This project replaces the cooling tower in a fossil fired power plant with an innovative diffusion driven desalination (DDD) plant that will render the power plant a net producer of fresh water. The energy required to drive the desalination process comes from the main condenser cooling water, which would otherwise be discharged. Saline water is used to condense the low pressure steam exiting the turbine. The hot, saline water exiting the condenser is sprayed into the top of a diffusion tower. The diffusion tower is filled with high surface area packing material such as that used in air stripping towers to enhance the water/air surface area. Air is blown through the bottom of the tower and becomes humidified. The humidified air goes to a direct-contact condenser where the fresh water is condensed. This process has an advantage over conventional desalination technology in that it may be driven by waste heat with very low thermodynamic availability. Also, cold air is a byproduct of this process which can be used to cool buildings.
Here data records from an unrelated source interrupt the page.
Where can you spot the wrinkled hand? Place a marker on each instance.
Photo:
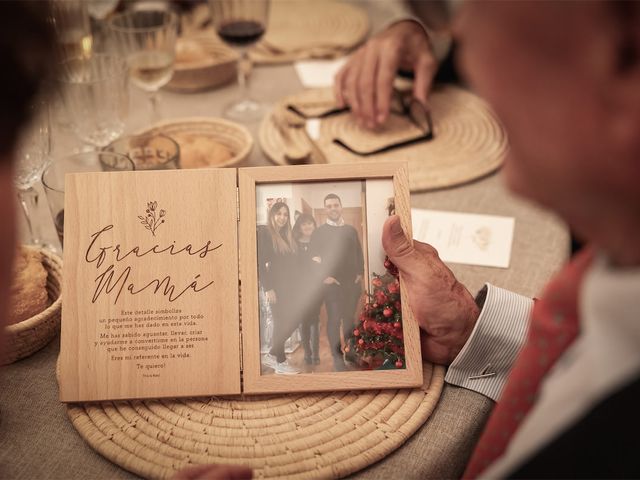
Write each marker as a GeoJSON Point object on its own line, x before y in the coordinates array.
{"type": "Point", "coordinates": [365, 82]}
{"type": "Point", "coordinates": [444, 308]}
{"type": "Point", "coordinates": [214, 472]}
{"type": "Point", "coordinates": [271, 297]}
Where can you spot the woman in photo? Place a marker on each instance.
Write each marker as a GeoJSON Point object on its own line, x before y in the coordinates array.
{"type": "Point", "coordinates": [309, 289]}
{"type": "Point", "coordinates": [277, 264]}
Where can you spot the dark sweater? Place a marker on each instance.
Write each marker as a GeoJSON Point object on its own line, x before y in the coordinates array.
{"type": "Point", "coordinates": [276, 270]}
{"type": "Point", "coordinates": [340, 251]}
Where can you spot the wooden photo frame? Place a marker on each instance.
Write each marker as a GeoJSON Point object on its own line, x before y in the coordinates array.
{"type": "Point", "coordinates": [376, 190]}
{"type": "Point", "coordinates": [154, 265]}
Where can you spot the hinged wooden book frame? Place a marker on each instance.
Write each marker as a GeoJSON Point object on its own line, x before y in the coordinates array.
{"type": "Point", "coordinates": [154, 263]}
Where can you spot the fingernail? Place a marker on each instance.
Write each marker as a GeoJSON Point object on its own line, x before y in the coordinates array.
{"type": "Point", "coordinates": [395, 227]}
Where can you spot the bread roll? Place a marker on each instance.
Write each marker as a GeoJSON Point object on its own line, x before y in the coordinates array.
{"type": "Point", "coordinates": [28, 294]}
A main feed pump (1) draws water from a large body of seawater. The water is pumped through (3) two regenerative heat exchangers. The purpose of these heat exchangers is to recover thermal energy from the brine and condenser cooling water and transfer it to the incoming seawater, thus improving the efficiency of the process. The seawater is then heated in a primary heater (4), which may be the heat from low pressure condensing steam in the main condenser of a fossil-fired power plant. After the feed water is heated in the primary heater, it is sprayed into the top of the diffusion tower (5)

On the bottom of the diffusion tower, low humidity air is pumped in using a forced draft blower (8). The water falls concurrently to the airflow through the diffusion tower by the action of gravity. The diffusion tower should be designed such that the air/water vapor mixture leaving the diffusion tower should be fully saturated with water vapor. The water not evaporated in the diffusion tower will be collected at the bottom as brine and pumped through the regeneration heater using a brine pump (7). The air/water mixture enters a condensing tower where the water vapor is condensed into fresh liquid water that is collected in the sump of the condenser. The condenser is cooled with seawater that is drawn from a large depth beneath the surface using a circulating pump (2). A condensate pump (9) pumps the fresh water from the condenser sump for storage or consumption.